Calling a grassroots effort to ban hydraulic fracturing (fracking) within the city of Youngstown, OH, for the third time in 18 months a “jobs killer” affecting the whole region, officials on Thursday implored the public to again vote against the measure when they head to the polls next month.
In December, the Youngstown Ohio Community Bill of Rights Committee said it would gather the necessary signatures for a ballot referendum that would amend the city’s charter to ban fracking and related activities (see Shale Daily, Dec. 31, 2013). Youngstown voters have rejected the measure twice before, once by a margin of 55% to 45% in November 2013 and again last may by a margin of 57% to 43% (see Shale Daily, Nov. 6, 2013; May 9, 2013).

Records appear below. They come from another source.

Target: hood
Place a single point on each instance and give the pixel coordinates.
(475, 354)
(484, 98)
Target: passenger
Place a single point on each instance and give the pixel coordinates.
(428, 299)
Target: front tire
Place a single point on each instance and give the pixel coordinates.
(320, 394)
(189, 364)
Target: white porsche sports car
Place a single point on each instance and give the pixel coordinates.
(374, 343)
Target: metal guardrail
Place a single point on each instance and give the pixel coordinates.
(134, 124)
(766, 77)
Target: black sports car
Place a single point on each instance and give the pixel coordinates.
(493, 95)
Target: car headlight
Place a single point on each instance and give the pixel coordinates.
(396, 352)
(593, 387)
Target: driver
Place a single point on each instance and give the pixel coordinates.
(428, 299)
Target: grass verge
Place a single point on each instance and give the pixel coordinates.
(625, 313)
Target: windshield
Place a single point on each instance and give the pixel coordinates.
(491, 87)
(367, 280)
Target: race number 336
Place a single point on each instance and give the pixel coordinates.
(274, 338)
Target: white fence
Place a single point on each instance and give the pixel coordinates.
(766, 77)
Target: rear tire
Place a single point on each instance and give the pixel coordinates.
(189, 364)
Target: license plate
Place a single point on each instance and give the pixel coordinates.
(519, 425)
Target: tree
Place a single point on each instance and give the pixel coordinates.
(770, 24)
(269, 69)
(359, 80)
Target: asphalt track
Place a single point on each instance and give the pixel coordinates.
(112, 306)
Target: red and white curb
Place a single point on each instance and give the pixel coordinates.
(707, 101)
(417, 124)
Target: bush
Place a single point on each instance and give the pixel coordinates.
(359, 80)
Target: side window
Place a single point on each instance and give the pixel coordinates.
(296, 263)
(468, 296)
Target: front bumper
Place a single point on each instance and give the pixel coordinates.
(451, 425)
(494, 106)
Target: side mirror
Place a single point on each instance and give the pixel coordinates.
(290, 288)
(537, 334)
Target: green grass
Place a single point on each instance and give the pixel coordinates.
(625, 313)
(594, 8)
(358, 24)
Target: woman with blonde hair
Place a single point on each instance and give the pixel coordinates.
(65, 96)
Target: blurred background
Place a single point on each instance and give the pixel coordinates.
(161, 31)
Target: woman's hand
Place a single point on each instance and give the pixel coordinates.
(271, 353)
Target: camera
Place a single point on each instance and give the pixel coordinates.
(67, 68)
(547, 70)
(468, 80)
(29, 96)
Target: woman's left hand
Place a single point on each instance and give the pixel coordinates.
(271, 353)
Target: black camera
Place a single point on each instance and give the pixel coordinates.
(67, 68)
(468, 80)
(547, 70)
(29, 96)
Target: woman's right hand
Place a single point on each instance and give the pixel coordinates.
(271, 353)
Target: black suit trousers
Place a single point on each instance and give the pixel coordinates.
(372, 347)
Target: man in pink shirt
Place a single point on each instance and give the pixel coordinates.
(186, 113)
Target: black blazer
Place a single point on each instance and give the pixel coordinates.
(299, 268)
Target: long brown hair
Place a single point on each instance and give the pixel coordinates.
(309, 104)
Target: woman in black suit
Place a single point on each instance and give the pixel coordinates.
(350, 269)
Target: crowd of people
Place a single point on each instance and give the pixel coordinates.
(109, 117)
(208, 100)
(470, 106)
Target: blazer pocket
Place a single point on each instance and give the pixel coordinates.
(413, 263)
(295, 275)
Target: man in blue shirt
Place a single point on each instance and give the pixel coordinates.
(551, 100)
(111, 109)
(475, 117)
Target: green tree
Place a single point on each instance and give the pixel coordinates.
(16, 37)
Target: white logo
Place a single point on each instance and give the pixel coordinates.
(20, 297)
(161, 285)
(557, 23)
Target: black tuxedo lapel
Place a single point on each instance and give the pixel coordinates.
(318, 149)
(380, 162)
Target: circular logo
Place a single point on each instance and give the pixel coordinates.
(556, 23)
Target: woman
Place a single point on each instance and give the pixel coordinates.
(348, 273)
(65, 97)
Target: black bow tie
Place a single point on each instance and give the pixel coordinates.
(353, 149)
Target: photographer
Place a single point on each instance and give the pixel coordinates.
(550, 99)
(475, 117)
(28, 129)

“The proposed amendment in each of its attempts so far is a very broad amendment, not only does it go beyond the issue of fracking, it goes into efforts to kill potential job creation efforts here in the city of Youngstown,” said Democratic Mayor John McNally, who took office in January. “I am not naive enough to think that this particular charter amendment will affect only the city of Youngstown; it will affect the three-county region here in Ohio and counties in Western Pennsylvania, this is not just a Youngstown issue.”

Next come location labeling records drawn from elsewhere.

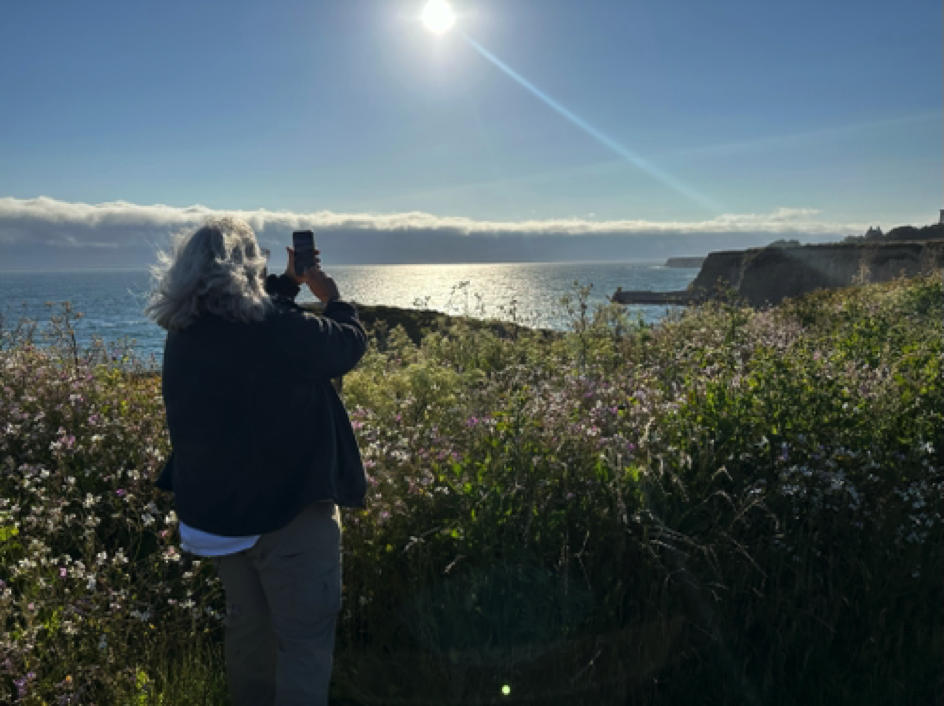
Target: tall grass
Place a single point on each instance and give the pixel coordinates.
(730, 507)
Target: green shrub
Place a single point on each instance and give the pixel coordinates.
(733, 506)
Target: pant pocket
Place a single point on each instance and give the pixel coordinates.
(316, 593)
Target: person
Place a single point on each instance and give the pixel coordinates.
(263, 451)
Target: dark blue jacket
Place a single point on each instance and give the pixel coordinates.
(258, 431)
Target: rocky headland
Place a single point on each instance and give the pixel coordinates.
(768, 275)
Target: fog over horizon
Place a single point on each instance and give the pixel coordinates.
(47, 234)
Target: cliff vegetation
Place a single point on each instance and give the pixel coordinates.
(734, 506)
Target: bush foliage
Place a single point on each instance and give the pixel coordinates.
(732, 506)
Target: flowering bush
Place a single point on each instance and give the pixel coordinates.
(732, 506)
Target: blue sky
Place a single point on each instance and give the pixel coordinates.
(353, 107)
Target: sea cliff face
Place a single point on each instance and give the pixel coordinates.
(769, 275)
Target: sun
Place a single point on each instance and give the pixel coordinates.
(438, 16)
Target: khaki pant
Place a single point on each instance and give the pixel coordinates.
(282, 601)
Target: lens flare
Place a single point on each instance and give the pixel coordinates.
(438, 16)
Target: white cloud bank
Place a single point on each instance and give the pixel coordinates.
(44, 233)
(76, 224)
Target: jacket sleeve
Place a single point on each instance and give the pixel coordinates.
(326, 345)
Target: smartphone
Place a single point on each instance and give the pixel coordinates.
(303, 243)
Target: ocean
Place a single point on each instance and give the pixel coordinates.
(112, 301)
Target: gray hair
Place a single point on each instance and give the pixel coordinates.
(218, 269)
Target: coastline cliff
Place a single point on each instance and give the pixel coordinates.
(768, 275)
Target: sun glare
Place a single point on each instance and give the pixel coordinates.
(438, 16)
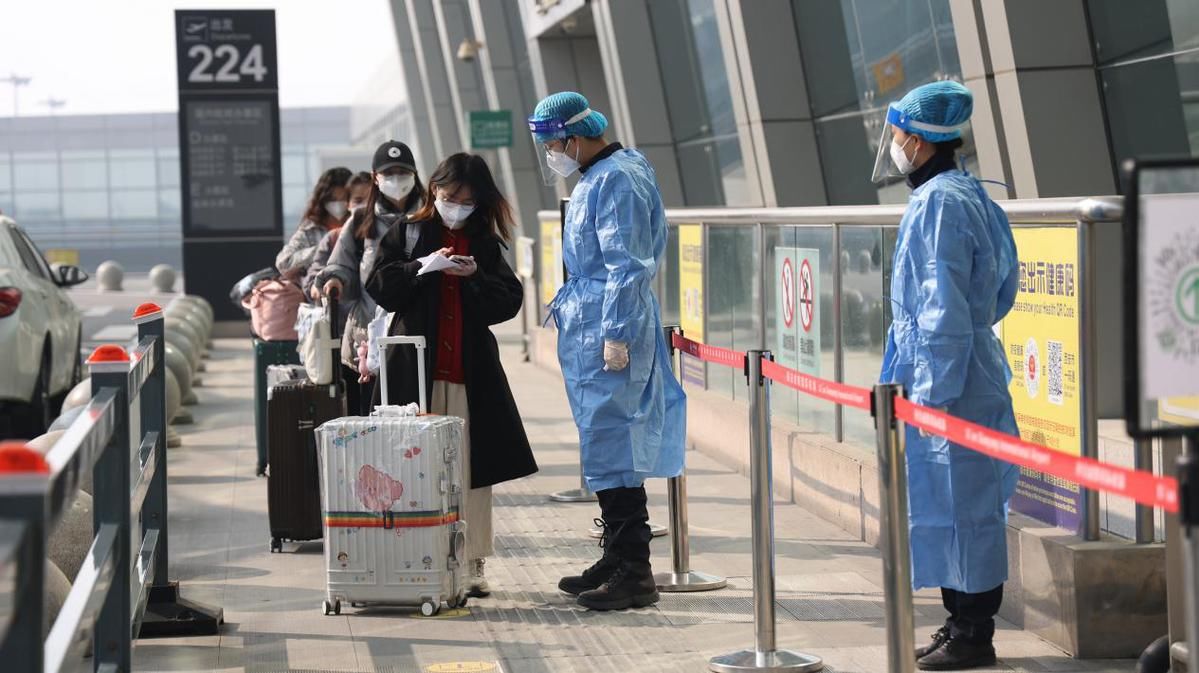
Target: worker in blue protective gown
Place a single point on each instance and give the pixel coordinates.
(630, 409)
(955, 276)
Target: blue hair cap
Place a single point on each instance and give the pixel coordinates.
(565, 114)
(934, 112)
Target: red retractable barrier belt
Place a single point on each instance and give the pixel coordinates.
(710, 353)
(832, 391)
(1140, 486)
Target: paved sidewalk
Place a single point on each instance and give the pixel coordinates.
(830, 600)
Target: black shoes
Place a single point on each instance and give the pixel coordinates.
(628, 587)
(939, 640)
(591, 578)
(958, 655)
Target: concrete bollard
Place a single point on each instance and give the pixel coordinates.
(181, 367)
(184, 346)
(162, 278)
(58, 587)
(110, 276)
(66, 418)
(202, 302)
(181, 326)
(70, 542)
(79, 395)
(174, 398)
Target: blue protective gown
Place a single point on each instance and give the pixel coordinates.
(633, 422)
(955, 276)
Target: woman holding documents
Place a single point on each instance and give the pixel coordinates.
(451, 284)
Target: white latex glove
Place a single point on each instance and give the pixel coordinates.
(615, 355)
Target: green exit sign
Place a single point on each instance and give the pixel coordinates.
(490, 130)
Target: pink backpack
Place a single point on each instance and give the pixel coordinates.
(272, 306)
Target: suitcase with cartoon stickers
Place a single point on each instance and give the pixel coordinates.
(391, 490)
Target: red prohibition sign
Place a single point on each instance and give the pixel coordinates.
(807, 301)
(788, 293)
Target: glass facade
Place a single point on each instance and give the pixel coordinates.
(859, 56)
(696, 83)
(108, 186)
(1148, 54)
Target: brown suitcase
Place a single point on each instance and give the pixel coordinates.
(294, 409)
(293, 487)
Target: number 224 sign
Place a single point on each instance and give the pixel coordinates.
(226, 50)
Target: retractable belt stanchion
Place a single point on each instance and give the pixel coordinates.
(764, 658)
(681, 577)
(893, 540)
(1188, 520)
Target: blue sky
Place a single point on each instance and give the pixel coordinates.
(119, 55)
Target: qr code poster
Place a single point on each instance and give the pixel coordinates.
(1040, 337)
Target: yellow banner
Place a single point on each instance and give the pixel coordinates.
(1041, 341)
(550, 259)
(62, 256)
(691, 295)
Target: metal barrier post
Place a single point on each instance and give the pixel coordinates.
(112, 486)
(893, 532)
(166, 613)
(1143, 460)
(764, 656)
(22, 648)
(1089, 365)
(681, 578)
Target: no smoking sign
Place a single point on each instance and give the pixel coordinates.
(807, 299)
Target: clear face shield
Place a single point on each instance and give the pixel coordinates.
(897, 152)
(556, 151)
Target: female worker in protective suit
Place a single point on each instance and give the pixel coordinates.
(630, 410)
(955, 276)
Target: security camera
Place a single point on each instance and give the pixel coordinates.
(469, 49)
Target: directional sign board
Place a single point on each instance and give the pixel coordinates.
(796, 319)
(1162, 288)
(229, 148)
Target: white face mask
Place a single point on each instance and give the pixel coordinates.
(337, 209)
(901, 160)
(453, 215)
(561, 163)
(396, 187)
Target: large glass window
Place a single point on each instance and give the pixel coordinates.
(1149, 61)
(698, 101)
(85, 205)
(859, 56)
(36, 173)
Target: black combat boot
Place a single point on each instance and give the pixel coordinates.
(595, 576)
(958, 654)
(632, 582)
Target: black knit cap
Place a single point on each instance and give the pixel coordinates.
(392, 154)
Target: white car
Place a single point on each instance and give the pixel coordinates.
(40, 334)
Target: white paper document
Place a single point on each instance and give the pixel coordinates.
(431, 263)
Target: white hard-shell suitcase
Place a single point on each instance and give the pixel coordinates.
(391, 492)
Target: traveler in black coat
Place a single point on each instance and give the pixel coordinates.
(467, 220)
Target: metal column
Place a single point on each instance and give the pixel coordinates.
(681, 577)
(893, 532)
(764, 658)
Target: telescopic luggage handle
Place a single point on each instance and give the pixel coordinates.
(419, 342)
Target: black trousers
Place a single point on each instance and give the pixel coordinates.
(627, 520)
(972, 616)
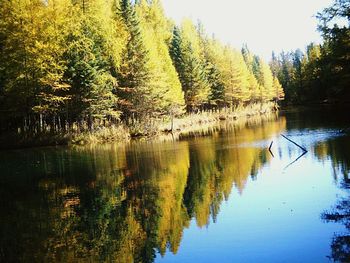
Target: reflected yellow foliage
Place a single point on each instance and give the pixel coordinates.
(126, 203)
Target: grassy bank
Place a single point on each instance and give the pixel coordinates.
(187, 125)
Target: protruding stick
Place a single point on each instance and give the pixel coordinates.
(294, 143)
(270, 149)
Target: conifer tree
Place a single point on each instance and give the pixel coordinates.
(165, 84)
(186, 53)
(134, 75)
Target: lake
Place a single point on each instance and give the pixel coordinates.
(223, 197)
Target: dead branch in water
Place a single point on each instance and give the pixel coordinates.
(294, 143)
(297, 159)
(270, 149)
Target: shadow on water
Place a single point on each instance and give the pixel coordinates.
(337, 151)
(124, 203)
(329, 133)
(129, 203)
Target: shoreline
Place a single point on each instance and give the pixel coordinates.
(189, 125)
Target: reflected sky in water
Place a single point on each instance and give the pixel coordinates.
(218, 198)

Oil and gas companies have expressed little interest in Youngstown, choosing instead to develop acreage on the rural lands in townships surrounding it. Meanwhile, Northeast Ohio has not seen the kind of Utica Shale development that the southeast part of the state has (see Shale Daily, Nov. 19, 2013). But Youngstown’s location and industrial base have attracted a suite of manufacturers serving operators in the Utica and Marcellus shale formations, helping to lift the city from the unemployment and urban poverty that for years have characterized it.

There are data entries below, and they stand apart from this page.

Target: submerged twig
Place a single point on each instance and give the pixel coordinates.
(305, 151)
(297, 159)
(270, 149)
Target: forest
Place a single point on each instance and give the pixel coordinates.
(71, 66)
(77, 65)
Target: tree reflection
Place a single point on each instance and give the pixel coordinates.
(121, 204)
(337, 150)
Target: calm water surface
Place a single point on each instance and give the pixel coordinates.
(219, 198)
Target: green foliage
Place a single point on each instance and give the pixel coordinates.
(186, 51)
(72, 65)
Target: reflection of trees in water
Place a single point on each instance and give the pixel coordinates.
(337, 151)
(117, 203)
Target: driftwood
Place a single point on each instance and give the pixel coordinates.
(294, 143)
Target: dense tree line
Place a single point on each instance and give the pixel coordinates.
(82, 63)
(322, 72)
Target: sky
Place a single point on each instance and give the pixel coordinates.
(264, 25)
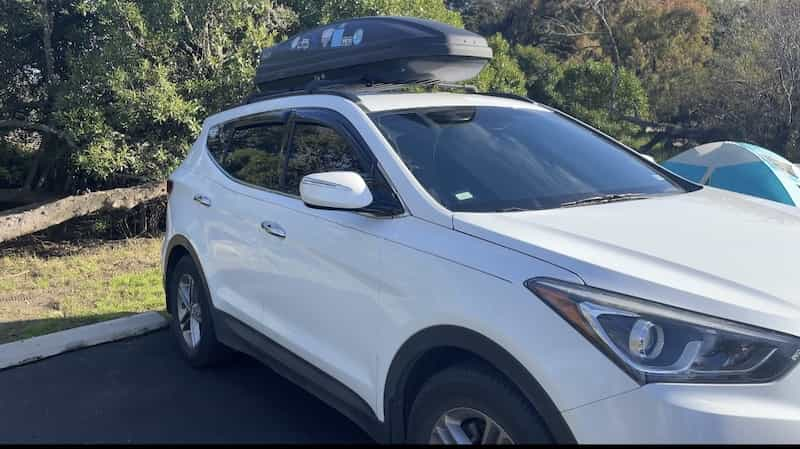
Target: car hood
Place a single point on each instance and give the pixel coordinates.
(710, 251)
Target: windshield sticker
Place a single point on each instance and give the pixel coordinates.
(358, 36)
(337, 38)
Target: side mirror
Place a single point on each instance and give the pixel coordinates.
(335, 190)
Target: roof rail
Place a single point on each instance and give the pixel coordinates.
(508, 95)
(350, 89)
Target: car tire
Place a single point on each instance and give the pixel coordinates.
(191, 322)
(459, 403)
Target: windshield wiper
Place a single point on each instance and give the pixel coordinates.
(600, 199)
(512, 209)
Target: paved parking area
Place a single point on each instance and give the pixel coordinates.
(140, 391)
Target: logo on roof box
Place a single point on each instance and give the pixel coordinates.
(326, 37)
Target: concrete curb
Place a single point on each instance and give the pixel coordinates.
(38, 348)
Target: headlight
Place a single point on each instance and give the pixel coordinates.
(658, 343)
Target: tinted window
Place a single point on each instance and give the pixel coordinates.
(251, 154)
(316, 149)
(479, 159)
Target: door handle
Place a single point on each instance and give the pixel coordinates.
(273, 228)
(204, 200)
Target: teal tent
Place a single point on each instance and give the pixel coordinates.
(740, 167)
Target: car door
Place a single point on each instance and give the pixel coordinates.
(330, 269)
(248, 156)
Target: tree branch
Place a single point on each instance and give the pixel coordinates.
(27, 220)
(40, 127)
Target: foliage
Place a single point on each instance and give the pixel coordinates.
(503, 73)
(316, 12)
(585, 92)
(114, 91)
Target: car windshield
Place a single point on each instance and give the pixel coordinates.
(488, 159)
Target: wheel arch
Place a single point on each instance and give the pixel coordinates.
(177, 247)
(412, 364)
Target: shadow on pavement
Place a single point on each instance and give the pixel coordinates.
(141, 391)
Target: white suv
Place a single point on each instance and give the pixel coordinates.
(467, 268)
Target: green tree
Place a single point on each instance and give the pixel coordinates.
(585, 89)
(542, 72)
(503, 73)
(316, 12)
(117, 89)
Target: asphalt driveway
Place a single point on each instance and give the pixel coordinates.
(140, 391)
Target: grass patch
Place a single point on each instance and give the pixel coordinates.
(40, 294)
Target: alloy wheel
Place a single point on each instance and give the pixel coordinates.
(468, 426)
(190, 315)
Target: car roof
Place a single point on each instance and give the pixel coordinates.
(377, 102)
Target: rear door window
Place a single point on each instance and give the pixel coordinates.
(250, 152)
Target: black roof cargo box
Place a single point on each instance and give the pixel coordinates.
(373, 50)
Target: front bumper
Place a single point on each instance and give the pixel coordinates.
(694, 413)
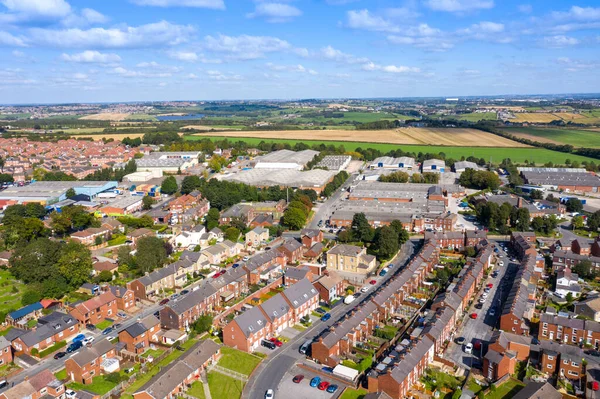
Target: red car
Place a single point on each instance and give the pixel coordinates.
(323, 386)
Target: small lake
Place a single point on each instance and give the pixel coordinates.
(179, 117)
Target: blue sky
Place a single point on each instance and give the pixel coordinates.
(135, 50)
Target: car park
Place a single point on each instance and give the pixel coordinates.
(469, 348)
(323, 385)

“Obviously, having such a diverse group of people, who have very odd political views when it comes to anything else but this issue, tells you how important this issue is to the community,” said David Betras, chairman of the Mahoning County Democratic Party. “I appreciate the frustration of those against the fracking industry, but their fight is with the state of Ohio and how it has taken this issue away from local communities. Until that is changed, I am tired of bringing national figures here to raise money for this city.”
The Bill of Rights is being spearheaded by FrackFree Mahoning Valley — a loosely knit group opposed to fracking in Ohio and across the country. The group has criticized the industry, helping to stage rallies, organize protests and holding public forums to discuss the dangers of the industry’s presence in the state. They have cited birth defects, air pollution, jeopardized public water supplies and a host of other claims as justification for a ban on fracking.
Officials at Thursday’s event said both the city and county have already spent more than $50,000 in administrative costs related to the group’s referendum. As currently written, the charter amendment includes an outright ban on fracking, language to enforce any activity that violates it or natural resources and also includes a stipulation that imposes liabilities on operations in neighboring communities.
Although it would be largely unenforceable as the Ohio Department of Natural Resources has the “sole and exclusive” authority to regulate oil and gas development in the state, those opposed to the initiative worry that it could create legal challenges for the city to deal with in addition to discouraging further investment from the industry.
Major equipment suppliers such as Vallourec Star, Exterran, Valerus and Industrial Piping Specialists have all recently opened or expanded existing facilities in Youngstown to meet growing demand from the gas fields of Ohio, West Virginia and Pennsylvania.
Butch Taylor, manager of the local plumbers and pipefitters union, said his organization has already received tens of thousands of dollars in grants to train young people to work in the industry, while more contractors are coming to the area to do work on pipelines and processing facilities. He said a ban on fracking could deter all that.
The effort in Youngstown is part of larger one under way across the country to limit oil and gas development. Several other cities in Ohio, Pennsylvania and West Virginia have either passed or attempted to pass similar measures. In Colorado, Texas, New York, California and Michigan various proposals are being floated to do the same (see Shale Daily, March 12; March 6; Feb. 20; Aug. 6, 2013).